As the recreation unfolds, Nyirö gradually makes us aware of several important qualities: first, his extreme rigor and clarity of contrapuntal texture. In this respect, his interpretation even exceeds this aspect of Glenn Gould’s 1981 second recording (the first—from 1955—couldn’t be more different, with its remarkably fast tempos and the omission of many, if not all, repeats). Also, in similarity with a well known tradition favored by the conductor Otto Klemperer (of linking some variations together in a single mathematical metronomic pulse), Variation 18, for instance, is admittedly brisker than usual, but the next variation follows at exactly the same half speed tempo. The aforementioned rigor is expressed in severely accented (even martellato) rhythms. NyirÖ is remarkably potent in his handling of the French Ouverture Variation No. 16’s first introductory half, although I was admittedly perplexed by his extremely deliberate treatment of the ensuing second half (which I feel is too static, albeit vital and rhythmically steady).

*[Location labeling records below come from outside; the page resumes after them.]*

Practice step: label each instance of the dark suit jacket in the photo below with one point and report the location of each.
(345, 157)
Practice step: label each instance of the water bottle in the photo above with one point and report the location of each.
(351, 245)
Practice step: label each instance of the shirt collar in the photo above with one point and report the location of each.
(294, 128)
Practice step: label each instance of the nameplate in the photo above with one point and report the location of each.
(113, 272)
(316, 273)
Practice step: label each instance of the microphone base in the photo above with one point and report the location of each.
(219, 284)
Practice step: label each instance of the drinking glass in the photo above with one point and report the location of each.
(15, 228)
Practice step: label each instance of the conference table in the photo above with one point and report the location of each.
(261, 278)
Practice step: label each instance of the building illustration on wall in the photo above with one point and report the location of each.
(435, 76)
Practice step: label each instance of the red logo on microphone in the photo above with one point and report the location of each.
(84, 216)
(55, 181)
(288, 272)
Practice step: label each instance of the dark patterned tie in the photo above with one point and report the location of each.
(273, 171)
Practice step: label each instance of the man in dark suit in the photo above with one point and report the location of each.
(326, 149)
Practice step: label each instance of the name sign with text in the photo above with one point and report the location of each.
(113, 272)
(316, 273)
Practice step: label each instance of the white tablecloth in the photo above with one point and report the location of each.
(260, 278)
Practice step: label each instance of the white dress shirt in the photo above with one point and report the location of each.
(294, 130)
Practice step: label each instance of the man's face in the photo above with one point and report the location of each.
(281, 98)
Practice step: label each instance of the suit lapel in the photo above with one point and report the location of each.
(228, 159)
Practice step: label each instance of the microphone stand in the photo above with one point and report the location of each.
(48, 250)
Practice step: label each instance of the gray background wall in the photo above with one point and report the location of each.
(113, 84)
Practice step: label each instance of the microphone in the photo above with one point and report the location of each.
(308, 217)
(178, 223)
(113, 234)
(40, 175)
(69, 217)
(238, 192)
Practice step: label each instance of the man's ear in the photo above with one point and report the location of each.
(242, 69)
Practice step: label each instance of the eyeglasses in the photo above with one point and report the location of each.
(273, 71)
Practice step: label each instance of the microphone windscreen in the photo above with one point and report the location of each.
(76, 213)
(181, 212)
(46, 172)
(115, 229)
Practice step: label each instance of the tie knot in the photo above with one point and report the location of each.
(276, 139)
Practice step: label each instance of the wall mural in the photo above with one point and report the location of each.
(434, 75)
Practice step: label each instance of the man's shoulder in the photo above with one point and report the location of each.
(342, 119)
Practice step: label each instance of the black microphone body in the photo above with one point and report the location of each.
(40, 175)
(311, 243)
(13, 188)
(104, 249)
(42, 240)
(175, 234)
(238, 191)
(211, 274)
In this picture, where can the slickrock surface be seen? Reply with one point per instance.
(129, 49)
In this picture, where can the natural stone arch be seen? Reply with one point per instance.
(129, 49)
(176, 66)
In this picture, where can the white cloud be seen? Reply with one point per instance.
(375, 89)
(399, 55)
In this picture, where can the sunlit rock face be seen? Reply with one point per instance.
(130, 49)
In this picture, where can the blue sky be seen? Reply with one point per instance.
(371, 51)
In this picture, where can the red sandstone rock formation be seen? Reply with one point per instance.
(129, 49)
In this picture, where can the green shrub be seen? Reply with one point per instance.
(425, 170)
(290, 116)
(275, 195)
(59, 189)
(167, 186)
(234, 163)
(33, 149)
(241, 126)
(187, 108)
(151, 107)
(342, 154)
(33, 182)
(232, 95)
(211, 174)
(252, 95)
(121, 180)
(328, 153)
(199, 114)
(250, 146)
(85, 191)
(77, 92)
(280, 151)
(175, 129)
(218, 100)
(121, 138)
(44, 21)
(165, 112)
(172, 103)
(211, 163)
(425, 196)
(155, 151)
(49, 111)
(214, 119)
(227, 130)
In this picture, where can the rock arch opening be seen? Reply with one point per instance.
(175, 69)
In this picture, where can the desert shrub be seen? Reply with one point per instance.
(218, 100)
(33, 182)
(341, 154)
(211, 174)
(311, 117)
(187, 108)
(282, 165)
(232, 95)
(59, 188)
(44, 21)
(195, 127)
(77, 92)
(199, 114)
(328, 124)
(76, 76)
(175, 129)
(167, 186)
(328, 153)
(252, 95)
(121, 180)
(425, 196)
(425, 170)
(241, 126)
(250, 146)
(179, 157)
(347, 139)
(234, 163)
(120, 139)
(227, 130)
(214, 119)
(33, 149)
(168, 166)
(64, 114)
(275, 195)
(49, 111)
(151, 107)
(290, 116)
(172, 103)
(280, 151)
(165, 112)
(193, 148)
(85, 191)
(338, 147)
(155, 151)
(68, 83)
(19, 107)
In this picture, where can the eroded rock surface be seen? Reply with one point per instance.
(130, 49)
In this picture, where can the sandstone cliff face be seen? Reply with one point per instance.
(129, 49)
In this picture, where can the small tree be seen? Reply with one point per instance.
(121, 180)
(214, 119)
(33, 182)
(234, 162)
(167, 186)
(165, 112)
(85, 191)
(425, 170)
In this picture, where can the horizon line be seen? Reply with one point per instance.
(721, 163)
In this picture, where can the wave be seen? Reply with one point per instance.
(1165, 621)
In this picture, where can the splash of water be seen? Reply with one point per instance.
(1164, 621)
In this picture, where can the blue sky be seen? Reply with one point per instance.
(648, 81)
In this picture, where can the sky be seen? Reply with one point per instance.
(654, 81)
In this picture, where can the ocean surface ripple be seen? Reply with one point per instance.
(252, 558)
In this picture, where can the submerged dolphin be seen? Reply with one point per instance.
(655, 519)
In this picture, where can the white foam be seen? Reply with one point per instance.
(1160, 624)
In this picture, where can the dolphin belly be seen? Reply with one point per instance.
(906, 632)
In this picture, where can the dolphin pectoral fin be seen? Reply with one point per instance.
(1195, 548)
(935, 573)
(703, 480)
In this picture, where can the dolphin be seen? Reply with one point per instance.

In describing Glenn Gould’s basic style (not only in Bach), I once wrote about his combining “swooning sensuality with ecclesiastic rigor.” Some of this description might likewise apply to Nyirö’s Goldberg, but the rigor is more evident than the sensuality (though I find some of the pianist’s lavish rubatos “swooning” but never “sensual.”) It will, I admit, take numerous rehearings of this recording to accustom me to certain iconoclastic details, but at the moment, only three or four variations made me take umbrage: Variation 25, which Landowska poetically dubbed as “the Black Pearl”, seems to me more akin to a “Schwartze Maria”: rather tediously fragmented and funereal, and lacking requisite flow and lyricism. Variation 28, with its written- out trills (which may sometimes seem to offer a foretaste of the finale of Beethoven’s Waldstein Sonata) is resolutely nailed to the mast. I found Variation 29 aggressively (even assaultively) splashy, and No. 30 could benefit from a touch of requisite levity and humor.

But, ultimately, one is forced to make an attempt to meet Mr.Nyirö on his own terms, pay respect to some technically wonderful pianism, and bow to his deeply motivated, honest experience and his musical thinking. I urge everyone to acknowledge Nyirö’s supreme talent and be tolerant of what may at first seem like off-putting eccentricity.

The recorded sound, incidentally, is vividly realistic.